Dewan Kesehatan Rakyat (DKR) Jawa Timur menilai sistem asuransi yang demikian tidak sesuai dengan amanat Pasal 28H ayat (3) UUD 1945 yang mengatur bahwa jaminan sosial merupakan hak warga yang seharusnya diberikan negara. Perlakuan yang diberikan pun harus sama antar warga yang satu dengan lainnya.
“Tuntutan uji materi yang dilayangkan sejumlah buruh ditolak oleh MK. Sebab, sebagian pasal tidak menguntungkan masyarakat. Apalagi, itu tidak menguntungkan rakyat miskin,” kata Ketua Dewan Kesehatan Rakyat (DKR) Jawa Timur, Ardiansyah, kemarin (19/10).
Pasal-pasal yang dinilai tidak berpihak kepada masyarakat diantaranya, Pasal 1 angka 5, Pasal 14 ayat (2), pasal 17 ayat (1), ayat (2), ayat (4), dan ayat (5), Pasal 19 ayat (1), Pasal 20 ayat (1), Pasal 30, Pasal 36, Pasal 40, dan Pasal 44 berkaitan mengenai penyelenggaraan jaminan sosial dengan menggunakan sistem asuransi. Dalam salah satu pasal disebutkan mengenai ancaman denda dan sanksi administrasi kepada masyarakat yang menjadi peserta dan bukan peserta BPJS Kesehatan.

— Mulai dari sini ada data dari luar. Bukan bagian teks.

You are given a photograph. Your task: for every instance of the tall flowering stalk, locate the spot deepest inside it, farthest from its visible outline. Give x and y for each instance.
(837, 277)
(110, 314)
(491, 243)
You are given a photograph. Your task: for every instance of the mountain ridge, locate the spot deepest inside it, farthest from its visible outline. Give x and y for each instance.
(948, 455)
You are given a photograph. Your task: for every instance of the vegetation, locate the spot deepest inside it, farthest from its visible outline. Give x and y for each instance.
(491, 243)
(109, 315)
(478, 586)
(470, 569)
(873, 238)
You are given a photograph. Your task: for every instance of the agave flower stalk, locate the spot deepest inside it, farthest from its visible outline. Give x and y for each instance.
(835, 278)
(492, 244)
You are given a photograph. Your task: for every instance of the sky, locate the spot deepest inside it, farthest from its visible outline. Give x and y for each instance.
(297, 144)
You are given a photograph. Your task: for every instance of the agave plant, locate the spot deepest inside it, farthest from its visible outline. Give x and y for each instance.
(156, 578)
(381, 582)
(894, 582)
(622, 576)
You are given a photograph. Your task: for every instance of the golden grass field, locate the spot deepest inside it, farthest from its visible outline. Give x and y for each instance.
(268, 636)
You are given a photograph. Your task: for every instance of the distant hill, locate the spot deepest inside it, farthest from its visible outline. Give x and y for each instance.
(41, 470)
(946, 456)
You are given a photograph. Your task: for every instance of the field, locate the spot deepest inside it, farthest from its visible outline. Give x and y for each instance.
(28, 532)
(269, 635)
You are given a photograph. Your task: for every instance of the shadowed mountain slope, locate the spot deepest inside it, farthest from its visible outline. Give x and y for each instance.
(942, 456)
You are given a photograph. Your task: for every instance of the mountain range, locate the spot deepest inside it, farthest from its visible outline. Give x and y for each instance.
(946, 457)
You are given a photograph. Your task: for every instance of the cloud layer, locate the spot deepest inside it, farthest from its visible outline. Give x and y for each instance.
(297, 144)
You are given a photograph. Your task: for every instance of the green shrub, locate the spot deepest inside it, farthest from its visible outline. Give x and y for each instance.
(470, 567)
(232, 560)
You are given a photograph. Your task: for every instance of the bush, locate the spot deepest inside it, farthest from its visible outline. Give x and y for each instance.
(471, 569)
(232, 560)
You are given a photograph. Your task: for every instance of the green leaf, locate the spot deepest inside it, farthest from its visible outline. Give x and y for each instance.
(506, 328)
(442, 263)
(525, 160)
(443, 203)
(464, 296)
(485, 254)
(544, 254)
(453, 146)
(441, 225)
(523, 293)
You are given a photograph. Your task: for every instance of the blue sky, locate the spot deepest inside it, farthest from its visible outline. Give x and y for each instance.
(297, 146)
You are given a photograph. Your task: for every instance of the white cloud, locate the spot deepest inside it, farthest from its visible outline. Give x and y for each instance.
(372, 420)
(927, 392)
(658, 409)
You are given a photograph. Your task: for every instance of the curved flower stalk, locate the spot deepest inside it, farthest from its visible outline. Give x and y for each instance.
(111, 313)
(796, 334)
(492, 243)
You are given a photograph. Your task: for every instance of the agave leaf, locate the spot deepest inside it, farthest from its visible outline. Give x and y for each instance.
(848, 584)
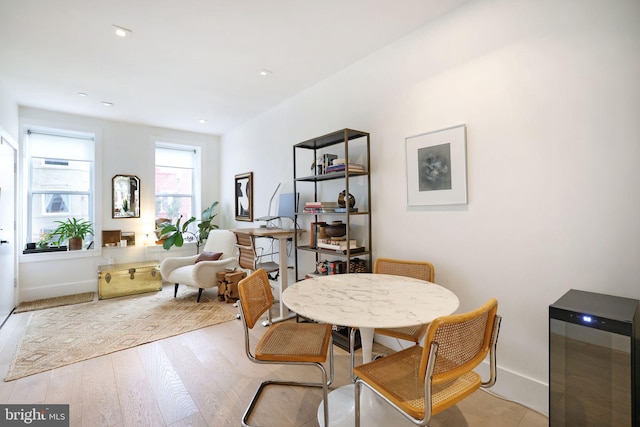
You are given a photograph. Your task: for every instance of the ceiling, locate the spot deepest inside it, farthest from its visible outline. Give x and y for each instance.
(189, 60)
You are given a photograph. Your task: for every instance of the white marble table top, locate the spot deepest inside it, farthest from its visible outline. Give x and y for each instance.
(368, 300)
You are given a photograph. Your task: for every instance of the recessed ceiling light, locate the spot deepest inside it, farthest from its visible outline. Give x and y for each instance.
(121, 32)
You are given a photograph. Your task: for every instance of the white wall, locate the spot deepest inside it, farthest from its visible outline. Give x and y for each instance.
(550, 95)
(125, 149)
(8, 114)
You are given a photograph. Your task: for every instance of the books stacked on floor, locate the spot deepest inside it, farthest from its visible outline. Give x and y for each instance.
(320, 207)
(339, 244)
(339, 165)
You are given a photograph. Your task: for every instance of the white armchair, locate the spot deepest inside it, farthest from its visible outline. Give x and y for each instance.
(202, 274)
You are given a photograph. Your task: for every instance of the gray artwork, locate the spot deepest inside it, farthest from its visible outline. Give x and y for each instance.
(434, 168)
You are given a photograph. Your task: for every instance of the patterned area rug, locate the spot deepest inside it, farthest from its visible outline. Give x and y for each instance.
(54, 302)
(64, 335)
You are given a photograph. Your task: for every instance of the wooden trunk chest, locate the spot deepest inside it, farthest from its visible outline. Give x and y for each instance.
(116, 280)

“Kami prihatin dan kecewa, atas ditolaknya uji materi itu. Pasal-pasal itu tidak memihak kepada masyarakat kecil,” ungkapnya.
Selain itu, peserta BPJS Kesehatan yang menunggak iuran terancam denda 2 persen atas akumulasi keterlambatan setiap bulan. Kepada warga yang tidak terdaftar di BPJS, meraka juga terancam sanksi administrasi seperti sulit mengurus kartu tanda penduduk, kartu keluarga, paspor, dan lain sebagainya.

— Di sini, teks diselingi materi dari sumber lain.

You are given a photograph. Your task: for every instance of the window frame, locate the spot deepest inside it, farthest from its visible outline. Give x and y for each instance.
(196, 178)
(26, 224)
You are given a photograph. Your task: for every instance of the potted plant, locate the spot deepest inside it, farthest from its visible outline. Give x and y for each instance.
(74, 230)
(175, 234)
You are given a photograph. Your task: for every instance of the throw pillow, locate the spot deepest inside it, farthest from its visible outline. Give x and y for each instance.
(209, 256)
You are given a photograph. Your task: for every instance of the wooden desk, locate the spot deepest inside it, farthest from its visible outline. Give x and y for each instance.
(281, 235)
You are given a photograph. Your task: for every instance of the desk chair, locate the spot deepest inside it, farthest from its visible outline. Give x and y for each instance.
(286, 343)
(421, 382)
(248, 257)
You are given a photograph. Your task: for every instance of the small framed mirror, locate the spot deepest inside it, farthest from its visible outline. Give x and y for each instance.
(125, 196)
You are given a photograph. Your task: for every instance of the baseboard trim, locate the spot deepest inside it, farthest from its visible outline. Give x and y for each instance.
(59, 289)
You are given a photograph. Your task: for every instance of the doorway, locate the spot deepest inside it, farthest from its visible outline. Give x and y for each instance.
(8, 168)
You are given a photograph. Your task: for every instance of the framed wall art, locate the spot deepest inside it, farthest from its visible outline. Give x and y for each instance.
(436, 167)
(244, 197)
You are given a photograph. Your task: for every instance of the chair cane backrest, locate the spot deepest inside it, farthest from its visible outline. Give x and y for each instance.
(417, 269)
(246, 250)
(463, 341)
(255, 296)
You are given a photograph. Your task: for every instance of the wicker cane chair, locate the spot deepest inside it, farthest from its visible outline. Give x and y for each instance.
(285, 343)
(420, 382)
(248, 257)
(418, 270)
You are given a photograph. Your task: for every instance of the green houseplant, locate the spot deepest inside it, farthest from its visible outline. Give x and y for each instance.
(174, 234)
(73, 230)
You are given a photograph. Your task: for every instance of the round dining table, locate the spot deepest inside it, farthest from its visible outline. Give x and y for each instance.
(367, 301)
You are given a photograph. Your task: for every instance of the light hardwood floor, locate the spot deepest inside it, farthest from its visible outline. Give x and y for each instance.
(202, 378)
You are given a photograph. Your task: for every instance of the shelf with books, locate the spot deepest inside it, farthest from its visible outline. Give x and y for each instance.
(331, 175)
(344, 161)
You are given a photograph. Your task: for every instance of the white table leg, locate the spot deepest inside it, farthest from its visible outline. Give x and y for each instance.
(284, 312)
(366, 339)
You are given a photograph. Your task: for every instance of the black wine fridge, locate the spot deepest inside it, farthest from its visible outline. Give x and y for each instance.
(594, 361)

“Ini mulai diberlakukan sejak 1 Januari 2015. Itu tertuang dalam UU SJSN dan itulah yang kami nilai tidak berpihak kepada rakyat. Sebab, kesehatan merupakan hak warga indonesia,” terangnya.
Dia menjelaskan, setidaknya kesehatan masyarakat bisa disubsidi langsung oleh pemerintah. Dalam perhitungan minimal Rp 7 Triliun dari anggaran APBN yang dimiliki negara ini bisa digunanakan langsung ke masyarakat. Angka tersebut cukup kecil untuk memfasilitasi kesehatan rakyat, jika negara benar-benar serius.

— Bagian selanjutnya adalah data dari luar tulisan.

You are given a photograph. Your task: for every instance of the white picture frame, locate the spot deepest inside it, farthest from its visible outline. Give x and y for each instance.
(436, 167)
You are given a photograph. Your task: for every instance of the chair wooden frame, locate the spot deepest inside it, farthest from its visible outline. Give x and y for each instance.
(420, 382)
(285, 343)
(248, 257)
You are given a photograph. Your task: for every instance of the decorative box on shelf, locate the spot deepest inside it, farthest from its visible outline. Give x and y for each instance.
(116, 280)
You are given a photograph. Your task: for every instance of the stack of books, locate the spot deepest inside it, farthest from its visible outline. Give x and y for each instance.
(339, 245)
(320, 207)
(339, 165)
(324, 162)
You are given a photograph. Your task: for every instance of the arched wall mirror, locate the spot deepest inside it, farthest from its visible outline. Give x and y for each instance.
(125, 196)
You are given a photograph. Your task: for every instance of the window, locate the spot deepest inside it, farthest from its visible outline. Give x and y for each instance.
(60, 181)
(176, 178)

Berdasarkan UU SJSN, maka lahirlah UU BPJS. Berdasarkan aturan tersebut masyarakat dibagi menjadi beberapa kelas, mulai dari peserta yang ditanggung negara, bayar sendiri, hingga pekerja. Untuk 2 peserta terakhir berdasarkan perintah UU, jika tidak terdaftar sebagai peserta BPJS akan dikenai sanksi.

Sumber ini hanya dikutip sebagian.